2. We've seen the *encryption* process. How would the *decryption* process go? Write out a step-by-step procedure for Bob would do to decrypt a message that was encrypted using this shift cipher. Remember you can assume that Bob has the key, which is the same key Alice used.
3. Put your procedure to the test by decrypting, step by step, the message `AEVRMRK` that Alice sent (with a key of 30). Maybe make a table like the one shown above for encrypting.
4. Now you've generated an algorithm for decrypting a shift cipher message and used it in one example that was hopefully successful. Now, give an explanation for why your decryption process will **always** produce the plaintext, no matter what the message or the key were. Your explanation should be clear, *not* bound to any specific examples, and use the mathematical operations involved.
5. Now pretend to be Eve. On Campuswire, you'll find a post (link will be given here eventually) that contains several messages that were encrypted using the shift cipher, but you don't know the key.

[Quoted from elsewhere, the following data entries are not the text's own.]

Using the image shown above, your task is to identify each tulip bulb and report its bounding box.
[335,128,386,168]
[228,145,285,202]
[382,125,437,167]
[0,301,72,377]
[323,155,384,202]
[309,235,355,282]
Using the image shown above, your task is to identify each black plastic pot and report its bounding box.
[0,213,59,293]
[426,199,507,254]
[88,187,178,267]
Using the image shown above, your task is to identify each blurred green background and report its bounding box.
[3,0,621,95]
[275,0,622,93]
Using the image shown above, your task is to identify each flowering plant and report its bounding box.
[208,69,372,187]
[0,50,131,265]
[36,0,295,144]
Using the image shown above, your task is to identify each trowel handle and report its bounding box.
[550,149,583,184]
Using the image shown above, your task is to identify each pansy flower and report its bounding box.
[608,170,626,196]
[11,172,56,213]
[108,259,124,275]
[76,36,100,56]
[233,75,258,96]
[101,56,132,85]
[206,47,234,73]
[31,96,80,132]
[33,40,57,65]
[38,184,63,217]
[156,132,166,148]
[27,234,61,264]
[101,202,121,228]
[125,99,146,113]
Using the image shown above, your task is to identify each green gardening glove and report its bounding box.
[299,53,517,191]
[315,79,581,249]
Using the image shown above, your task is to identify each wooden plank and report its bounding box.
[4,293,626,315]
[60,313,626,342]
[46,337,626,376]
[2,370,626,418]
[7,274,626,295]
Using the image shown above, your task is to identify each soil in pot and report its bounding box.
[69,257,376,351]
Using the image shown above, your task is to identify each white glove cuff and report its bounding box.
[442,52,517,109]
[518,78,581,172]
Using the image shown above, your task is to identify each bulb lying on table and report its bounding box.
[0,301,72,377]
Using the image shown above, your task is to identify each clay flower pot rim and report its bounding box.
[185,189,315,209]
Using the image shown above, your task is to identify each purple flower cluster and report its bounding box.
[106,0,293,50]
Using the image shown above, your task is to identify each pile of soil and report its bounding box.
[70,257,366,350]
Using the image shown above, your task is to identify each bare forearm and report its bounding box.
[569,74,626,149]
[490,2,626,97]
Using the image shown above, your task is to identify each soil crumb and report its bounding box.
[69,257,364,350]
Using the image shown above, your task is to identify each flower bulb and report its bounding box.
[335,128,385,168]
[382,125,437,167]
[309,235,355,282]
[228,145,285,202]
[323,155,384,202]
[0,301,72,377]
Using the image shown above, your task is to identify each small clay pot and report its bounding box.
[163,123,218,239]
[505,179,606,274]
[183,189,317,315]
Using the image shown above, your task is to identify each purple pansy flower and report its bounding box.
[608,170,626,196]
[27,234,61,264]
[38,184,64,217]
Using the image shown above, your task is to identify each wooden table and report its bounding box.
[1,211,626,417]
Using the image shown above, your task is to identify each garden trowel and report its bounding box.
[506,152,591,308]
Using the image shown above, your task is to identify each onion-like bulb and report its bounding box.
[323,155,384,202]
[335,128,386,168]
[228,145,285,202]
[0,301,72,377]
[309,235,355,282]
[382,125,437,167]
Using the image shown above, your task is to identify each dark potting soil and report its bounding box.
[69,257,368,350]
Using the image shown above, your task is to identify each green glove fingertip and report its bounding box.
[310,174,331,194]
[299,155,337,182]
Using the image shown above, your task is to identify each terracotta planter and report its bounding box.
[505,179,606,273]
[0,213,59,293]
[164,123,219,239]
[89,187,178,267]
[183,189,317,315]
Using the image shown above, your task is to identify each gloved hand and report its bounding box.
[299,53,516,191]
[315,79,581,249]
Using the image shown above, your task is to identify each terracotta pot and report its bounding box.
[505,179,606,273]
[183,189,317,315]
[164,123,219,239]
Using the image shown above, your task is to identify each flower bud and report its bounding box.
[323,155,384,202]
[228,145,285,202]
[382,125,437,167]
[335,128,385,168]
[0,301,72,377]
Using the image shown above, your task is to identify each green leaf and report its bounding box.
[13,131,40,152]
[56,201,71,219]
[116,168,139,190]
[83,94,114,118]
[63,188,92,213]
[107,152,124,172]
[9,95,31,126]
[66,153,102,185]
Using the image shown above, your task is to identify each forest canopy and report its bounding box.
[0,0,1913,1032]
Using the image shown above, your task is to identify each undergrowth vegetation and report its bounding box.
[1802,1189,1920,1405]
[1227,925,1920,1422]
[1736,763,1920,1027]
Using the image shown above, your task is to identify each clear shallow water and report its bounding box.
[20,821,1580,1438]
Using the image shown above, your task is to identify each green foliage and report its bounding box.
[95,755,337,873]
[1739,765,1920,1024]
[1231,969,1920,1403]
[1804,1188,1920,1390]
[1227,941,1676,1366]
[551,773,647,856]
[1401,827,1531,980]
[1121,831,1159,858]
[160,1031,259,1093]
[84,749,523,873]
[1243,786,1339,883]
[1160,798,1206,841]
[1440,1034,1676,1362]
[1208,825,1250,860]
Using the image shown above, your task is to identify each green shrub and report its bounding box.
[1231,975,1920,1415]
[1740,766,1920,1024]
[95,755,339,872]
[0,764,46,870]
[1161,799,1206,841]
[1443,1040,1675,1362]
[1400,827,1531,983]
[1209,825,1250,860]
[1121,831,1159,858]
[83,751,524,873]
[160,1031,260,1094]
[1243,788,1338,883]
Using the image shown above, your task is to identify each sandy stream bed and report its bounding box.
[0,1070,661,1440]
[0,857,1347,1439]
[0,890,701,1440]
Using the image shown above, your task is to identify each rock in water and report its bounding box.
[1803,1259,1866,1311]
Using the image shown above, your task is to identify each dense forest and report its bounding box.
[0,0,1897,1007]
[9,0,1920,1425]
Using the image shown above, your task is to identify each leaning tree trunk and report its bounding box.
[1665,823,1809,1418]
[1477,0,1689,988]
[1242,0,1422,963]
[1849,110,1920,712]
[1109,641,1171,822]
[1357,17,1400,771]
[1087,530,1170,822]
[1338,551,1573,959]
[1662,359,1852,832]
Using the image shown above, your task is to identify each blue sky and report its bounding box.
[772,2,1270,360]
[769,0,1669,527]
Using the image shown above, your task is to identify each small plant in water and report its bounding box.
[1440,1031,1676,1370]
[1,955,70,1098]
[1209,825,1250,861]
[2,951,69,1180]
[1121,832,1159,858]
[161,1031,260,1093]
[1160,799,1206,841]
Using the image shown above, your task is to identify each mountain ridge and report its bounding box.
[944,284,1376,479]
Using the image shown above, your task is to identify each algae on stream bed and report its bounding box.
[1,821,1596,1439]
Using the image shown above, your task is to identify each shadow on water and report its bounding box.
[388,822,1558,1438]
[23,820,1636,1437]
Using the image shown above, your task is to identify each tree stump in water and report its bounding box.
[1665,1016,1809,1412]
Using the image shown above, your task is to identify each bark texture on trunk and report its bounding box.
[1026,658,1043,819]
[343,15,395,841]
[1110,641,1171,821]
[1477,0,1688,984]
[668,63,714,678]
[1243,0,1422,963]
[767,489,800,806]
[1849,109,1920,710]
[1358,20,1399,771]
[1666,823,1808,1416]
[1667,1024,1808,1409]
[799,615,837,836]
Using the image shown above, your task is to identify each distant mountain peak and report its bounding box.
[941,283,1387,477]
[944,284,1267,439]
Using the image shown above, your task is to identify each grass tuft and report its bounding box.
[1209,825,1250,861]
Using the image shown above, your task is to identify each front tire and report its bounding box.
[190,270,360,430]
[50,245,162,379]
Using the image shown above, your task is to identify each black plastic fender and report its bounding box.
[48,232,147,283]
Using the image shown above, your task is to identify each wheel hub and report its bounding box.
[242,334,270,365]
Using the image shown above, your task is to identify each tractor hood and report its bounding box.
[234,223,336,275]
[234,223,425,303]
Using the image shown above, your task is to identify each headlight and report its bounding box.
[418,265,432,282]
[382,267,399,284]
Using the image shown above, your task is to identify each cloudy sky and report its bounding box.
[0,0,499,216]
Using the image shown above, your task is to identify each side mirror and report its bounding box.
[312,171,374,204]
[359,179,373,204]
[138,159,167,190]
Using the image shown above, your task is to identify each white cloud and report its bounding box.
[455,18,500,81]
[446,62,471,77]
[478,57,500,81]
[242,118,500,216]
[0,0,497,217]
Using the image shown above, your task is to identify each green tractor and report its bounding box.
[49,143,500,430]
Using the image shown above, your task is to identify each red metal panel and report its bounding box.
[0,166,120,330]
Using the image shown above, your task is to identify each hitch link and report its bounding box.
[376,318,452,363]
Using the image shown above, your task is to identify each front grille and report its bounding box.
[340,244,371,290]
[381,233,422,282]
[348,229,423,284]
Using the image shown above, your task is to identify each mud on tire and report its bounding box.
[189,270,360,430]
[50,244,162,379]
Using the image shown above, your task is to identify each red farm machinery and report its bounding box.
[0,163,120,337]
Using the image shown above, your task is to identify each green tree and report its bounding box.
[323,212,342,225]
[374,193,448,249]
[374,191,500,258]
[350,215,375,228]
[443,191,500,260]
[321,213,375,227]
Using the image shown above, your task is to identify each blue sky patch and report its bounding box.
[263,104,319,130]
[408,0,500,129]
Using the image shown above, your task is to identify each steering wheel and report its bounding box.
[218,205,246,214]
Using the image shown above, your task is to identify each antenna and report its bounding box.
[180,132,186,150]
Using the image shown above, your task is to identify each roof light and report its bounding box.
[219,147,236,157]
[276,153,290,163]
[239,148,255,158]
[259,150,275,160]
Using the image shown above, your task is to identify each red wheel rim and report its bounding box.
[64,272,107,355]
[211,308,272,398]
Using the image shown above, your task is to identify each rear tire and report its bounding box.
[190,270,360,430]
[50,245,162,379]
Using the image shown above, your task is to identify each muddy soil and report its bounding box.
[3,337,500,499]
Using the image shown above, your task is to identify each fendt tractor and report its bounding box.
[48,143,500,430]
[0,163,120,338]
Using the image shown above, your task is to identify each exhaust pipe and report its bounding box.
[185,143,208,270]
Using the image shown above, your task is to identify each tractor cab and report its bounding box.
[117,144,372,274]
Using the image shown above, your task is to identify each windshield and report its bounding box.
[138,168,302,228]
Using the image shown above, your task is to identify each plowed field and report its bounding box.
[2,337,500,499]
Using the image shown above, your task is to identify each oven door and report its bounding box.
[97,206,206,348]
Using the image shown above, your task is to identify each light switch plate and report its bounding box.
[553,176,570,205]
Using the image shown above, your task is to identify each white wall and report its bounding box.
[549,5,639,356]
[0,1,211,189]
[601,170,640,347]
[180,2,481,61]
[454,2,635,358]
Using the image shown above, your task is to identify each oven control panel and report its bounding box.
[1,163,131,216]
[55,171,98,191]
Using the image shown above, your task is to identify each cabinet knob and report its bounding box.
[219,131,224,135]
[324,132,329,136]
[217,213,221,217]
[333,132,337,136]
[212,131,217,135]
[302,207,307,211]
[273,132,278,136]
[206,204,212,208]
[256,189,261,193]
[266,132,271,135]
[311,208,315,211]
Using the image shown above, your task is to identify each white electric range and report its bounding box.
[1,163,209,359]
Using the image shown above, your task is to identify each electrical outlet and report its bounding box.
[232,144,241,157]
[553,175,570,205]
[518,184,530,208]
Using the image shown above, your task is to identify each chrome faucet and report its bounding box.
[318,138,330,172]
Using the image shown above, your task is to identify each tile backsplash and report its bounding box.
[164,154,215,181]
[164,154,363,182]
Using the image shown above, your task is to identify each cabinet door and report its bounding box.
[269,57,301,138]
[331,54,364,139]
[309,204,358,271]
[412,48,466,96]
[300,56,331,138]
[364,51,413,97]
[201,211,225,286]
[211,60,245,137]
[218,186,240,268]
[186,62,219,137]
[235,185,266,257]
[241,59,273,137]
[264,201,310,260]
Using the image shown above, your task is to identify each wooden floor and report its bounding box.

This mirrors how real-life encryption should work --- the ciphertext and the encryption method should always be considered public knowledge but the key is secret. Pick the one that corresponds to you and then try to decrypt the message. You don't know the key, so you'll have to think about this. Any information you can get from the ciphertext is considered a successful "break" of the code. Whatever you are able to get successfully, explain in detail how you got it.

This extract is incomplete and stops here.